CIETAC Shanghai and CIETAC South China stated their continued intention to accept and manage arbitration cases referred to them by parties. In this respect, their joint response stated that CIETAC’s announcement “has no binding effect on CIETAC Shanghai, CIETAC South China and the parties“.
The joint statement also denounced CIETAC’s announcement in very strong terms.
“According to the Arbitration Law, as duly established arbitration institutions, the respective jurisdiction of CIETAC Shanghai and CIETAC South China come from the agreement of the parties, rather than the “authorization” from any other institutions, not to mention the so-called “suspension of authorization”. Nowhere in the Arbitration Law ever provides that an arbitration institution may grant so-called authorization with regard to jurisdiction over cases. However, CIETAC fabricated a theory of “authorization” and “suspension of authorization” in its Administration Announcement, trying to distort the selection of an arbitration institution already made by the parties.“
According to an IBA news report, these developments have engendered uncertainty over the enforceability of any arbitral award, whether rendered by CIETAC or the breakaway sub-commissions.
“‘The big question is whether a dispute submitted to the Shanghai Subcommission will be enforced by courts around China. Nobody knows for sure,’ said Maarten Roos, founder and managing director of R&P China Lawyers, a firm focusing on legal support for foreign companies. ‘There might be serious problems as the losing party subject to the enforcement is very likely to challenge the legitimacy of the arbitral procedure under the Shanghai Subcommission’s own rules,’ added the PRC firm partner.

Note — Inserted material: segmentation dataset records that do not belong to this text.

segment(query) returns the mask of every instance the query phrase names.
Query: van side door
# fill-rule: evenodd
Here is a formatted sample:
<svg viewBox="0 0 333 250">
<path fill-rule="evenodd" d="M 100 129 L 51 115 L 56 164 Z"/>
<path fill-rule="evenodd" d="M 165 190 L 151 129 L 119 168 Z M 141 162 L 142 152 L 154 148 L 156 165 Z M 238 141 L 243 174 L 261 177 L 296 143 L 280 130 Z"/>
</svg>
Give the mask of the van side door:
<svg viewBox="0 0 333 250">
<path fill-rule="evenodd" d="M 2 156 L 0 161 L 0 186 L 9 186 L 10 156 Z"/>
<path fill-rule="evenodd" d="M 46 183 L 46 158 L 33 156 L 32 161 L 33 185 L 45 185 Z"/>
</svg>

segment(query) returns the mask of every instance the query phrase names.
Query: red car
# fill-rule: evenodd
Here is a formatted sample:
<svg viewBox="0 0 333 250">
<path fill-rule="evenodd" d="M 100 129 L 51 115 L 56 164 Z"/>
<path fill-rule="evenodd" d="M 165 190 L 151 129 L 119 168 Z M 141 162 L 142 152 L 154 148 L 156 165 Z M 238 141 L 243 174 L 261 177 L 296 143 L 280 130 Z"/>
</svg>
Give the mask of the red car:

Where an arbitration clause specifies Shanghai, but a resultant dispute has been submitted to Beijing according to CIETAC’s new instructions, a court may also refuse to enforce because arbitration was not undertaken in accordance with the agreement between the parties.”
We expect the situation between CIETAC and its sub-commissions in Shanghai and Shenzhen to continue to unfold over the next few weeks and will update our readers as and when more information becomes available.